En realidad lo entendemos, y sin embargo ahí sigue el estigma, casi tan presente como el primer día.
Los infectados pueden hablar de ello: ya lo hacen cuando les dejan, y lo harían aún más si el estigma no fuera aún una realidad, precisamente.
Pero cuando Delègue murió, no solo su familia trató de ocultar las causas: se dice que Karl Lagerfeld, amigo suyo, intentó comprar todos los ejemplares del número de Paris Match donde aparecía el obituario con el fin de preservar su intimidad.
La historia cojea por la pata de la verosimilitud, pero si fuera cierta tampoco habría nada que reprocharle al káiser.

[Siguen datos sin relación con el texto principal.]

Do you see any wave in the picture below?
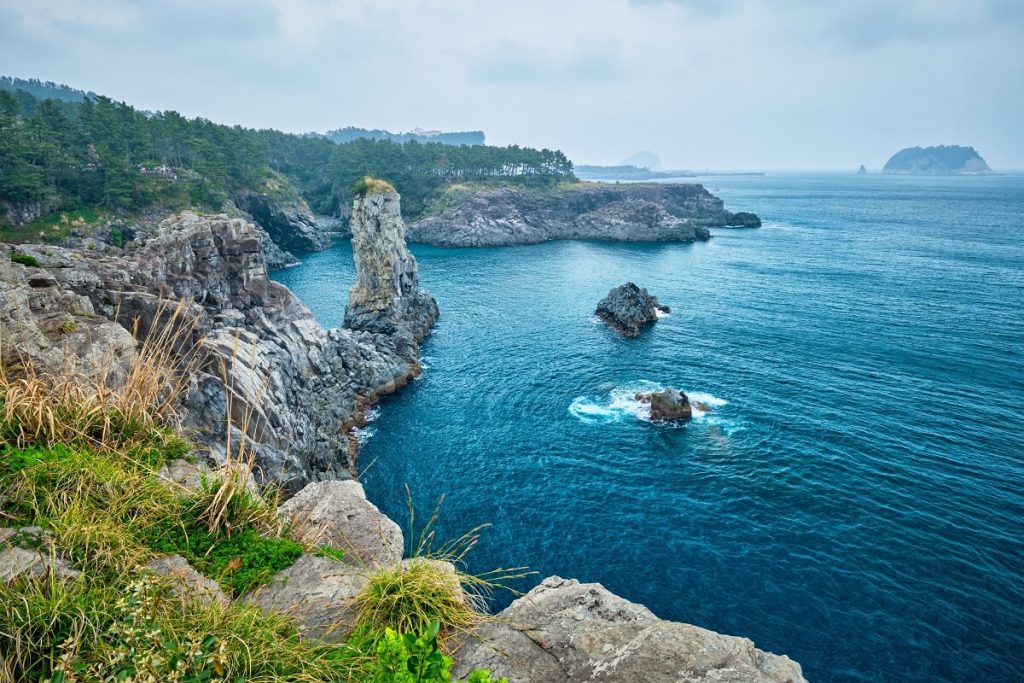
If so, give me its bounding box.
[568,380,742,434]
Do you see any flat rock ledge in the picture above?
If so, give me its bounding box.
[594,283,672,337]
[145,555,230,606]
[279,479,406,567]
[244,555,368,643]
[453,577,806,683]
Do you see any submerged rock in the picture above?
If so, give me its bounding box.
[635,387,692,422]
[279,480,406,567]
[345,181,437,341]
[453,577,806,683]
[595,283,671,337]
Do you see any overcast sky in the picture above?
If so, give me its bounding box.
[0,0,1024,169]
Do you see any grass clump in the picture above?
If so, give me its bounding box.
[352,175,394,197]
[10,251,40,268]
[146,494,306,597]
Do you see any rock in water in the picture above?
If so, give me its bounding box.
[452,577,806,683]
[636,387,693,422]
[345,180,437,341]
[595,283,671,337]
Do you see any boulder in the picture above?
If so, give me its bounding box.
[245,555,368,643]
[453,577,806,683]
[278,479,406,567]
[145,555,230,606]
[635,387,692,422]
[595,283,671,337]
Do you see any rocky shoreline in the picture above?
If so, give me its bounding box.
[409,182,761,247]
[0,188,805,683]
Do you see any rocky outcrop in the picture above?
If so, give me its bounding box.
[279,480,406,567]
[245,555,368,643]
[0,526,81,584]
[409,182,761,247]
[0,212,432,492]
[0,244,135,377]
[882,144,992,175]
[453,577,806,683]
[345,187,437,342]
[233,189,331,255]
[635,387,693,422]
[595,283,671,337]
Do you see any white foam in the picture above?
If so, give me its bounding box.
[569,380,741,434]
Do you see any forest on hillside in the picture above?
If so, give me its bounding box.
[0,79,573,220]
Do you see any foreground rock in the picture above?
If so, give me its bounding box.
[635,387,693,422]
[233,177,331,253]
[245,555,368,643]
[409,182,761,247]
[0,212,432,492]
[279,480,406,567]
[345,181,437,342]
[0,526,81,584]
[0,244,135,377]
[595,283,672,337]
[453,577,806,683]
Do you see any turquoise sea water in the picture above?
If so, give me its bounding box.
[275,174,1024,682]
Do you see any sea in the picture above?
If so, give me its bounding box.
[273,173,1024,682]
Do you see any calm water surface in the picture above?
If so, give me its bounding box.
[275,175,1024,682]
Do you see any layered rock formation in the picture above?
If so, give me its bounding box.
[0,213,436,490]
[882,144,992,175]
[409,182,761,247]
[453,577,806,683]
[594,283,671,337]
[345,181,437,342]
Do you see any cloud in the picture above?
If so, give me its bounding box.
[0,0,1024,168]
[469,46,627,87]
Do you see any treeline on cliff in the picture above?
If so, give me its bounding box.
[0,84,572,220]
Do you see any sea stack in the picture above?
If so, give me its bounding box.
[345,177,438,342]
[636,387,693,422]
[595,283,672,337]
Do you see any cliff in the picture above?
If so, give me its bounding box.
[0,212,432,490]
[408,183,761,247]
[882,145,992,175]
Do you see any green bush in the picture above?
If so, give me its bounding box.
[142,498,304,597]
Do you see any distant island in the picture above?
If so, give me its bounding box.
[882,144,992,175]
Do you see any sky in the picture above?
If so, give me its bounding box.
[0,0,1024,170]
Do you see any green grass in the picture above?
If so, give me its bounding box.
[10,251,40,268]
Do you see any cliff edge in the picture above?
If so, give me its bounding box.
[409,182,761,247]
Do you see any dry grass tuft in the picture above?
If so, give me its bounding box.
[0,301,195,450]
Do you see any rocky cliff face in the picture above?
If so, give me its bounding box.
[409,183,761,247]
[233,189,331,258]
[345,187,437,341]
[0,213,432,490]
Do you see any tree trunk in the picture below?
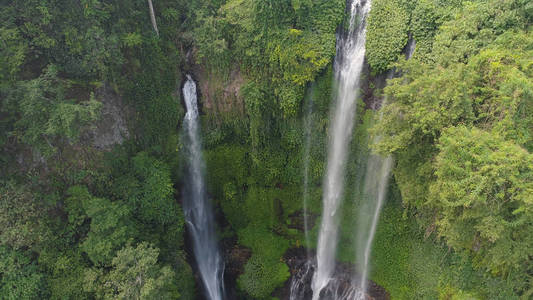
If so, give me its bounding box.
[148,0,159,36]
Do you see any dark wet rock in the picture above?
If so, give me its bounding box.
[274,248,390,300]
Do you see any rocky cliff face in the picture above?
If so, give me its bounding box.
[85,84,131,150]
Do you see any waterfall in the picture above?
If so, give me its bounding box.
[303,89,313,255]
[357,37,416,295]
[312,0,371,300]
[183,75,224,300]
[356,130,393,299]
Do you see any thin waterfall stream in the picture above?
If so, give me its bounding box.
[311,0,371,300]
[183,75,224,300]
[302,88,313,260]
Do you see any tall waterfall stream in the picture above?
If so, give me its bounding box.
[183,75,224,300]
[311,0,371,300]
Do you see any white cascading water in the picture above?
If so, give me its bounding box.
[183,75,224,300]
[356,137,393,299]
[357,39,416,295]
[303,89,313,255]
[311,0,371,300]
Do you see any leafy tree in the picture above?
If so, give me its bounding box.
[69,187,136,266]
[426,126,533,274]
[2,65,101,155]
[0,182,49,250]
[86,242,179,299]
[366,0,409,73]
[0,246,46,300]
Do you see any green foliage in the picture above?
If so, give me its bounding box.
[3,65,101,154]
[0,246,46,300]
[130,152,179,225]
[0,182,49,250]
[86,243,179,299]
[427,127,533,274]
[373,1,533,297]
[366,0,409,73]
[69,187,136,266]
[194,0,344,117]
[238,225,290,299]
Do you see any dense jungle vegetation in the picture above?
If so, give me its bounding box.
[0,0,533,299]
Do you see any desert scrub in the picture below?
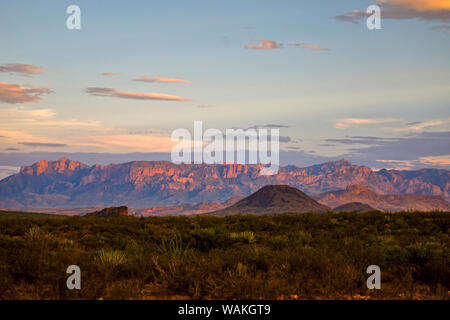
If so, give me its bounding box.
[230,231,256,243]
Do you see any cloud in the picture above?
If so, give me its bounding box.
[0,107,55,121]
[334,0,450,23]
[0,63,45,76]
[86,87,191,101]
[279,136,292,143]
[0,82,52,104]
[322,136,399,146]
[394,119,450,131]
[334,118,397,129]
[419,155,450,167]
[247,123,289,129]
[288,43,330,51]
[342,131,450,168]
[245,40,283,50]
[100,72,120,77]
[19,142,67,148]
[430,25,450,34]
[133,75,192,83]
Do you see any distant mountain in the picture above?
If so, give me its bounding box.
[312,185,450,211]
[333,202,375,212]
[210,185,331,216]
[0,158,450,209]
[85,206,128,218]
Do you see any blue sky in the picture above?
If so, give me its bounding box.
[0,0,450,175]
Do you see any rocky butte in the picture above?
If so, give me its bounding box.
[0,158,450,208]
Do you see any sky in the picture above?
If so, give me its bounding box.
[0,0,450,177]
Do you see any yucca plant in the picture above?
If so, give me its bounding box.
[96,249,126,268]
[230,231,256,243]
[158,234,189,258]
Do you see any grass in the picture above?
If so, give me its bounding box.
[0,212,450,299]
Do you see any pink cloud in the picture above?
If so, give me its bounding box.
[133,75,192,83]
[335,0,450,23]
[0,63,45,76]
[245,40,283,50]
[100,72,119,77]
[288,43,330,51]
[0,82,52,104]
[86,87,190,101]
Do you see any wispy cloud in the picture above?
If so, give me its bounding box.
[0,63,45,76]
[288,43,330,51]
[334,0,450,23]
[334,118,398,129]
[430,25,450,34]
[100,72,120,77]
[19,142,67,148]
[0,107,55,121]
[394,119,450,131]
[133,75,192,83]
[245,40,283,50]
[0,82,52,104]
[86,87,191,101]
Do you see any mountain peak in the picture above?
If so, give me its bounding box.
[345,184,373,194]
[20,157,89,175]
[335,158,352,166]
[213,185,331,215]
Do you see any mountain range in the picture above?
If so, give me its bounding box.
[0,158,450,210]
[312,185,450,211]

Entre las motivaciones de todo lo que piensa y hace el ser humano siempre estarán presentes el clima social y el instinto de proteger a sus seres queridos.
Pero desde 1995 hemos aprendido muchas cosas, y una de ellas es que hay que seguir hablando de las epidemias, de todas las epidemias, y hay que seguir rememorando a las víctimas con sus nombres y apellidos.
Hoy, rememorando justamente a una de esas víctimas, de nombre Albert Delègue, nos viene a la cabeza la frase de Platón que afirma (y perdonen por el símil bélico):
“Solo los muertos han visto el final de la guerra”.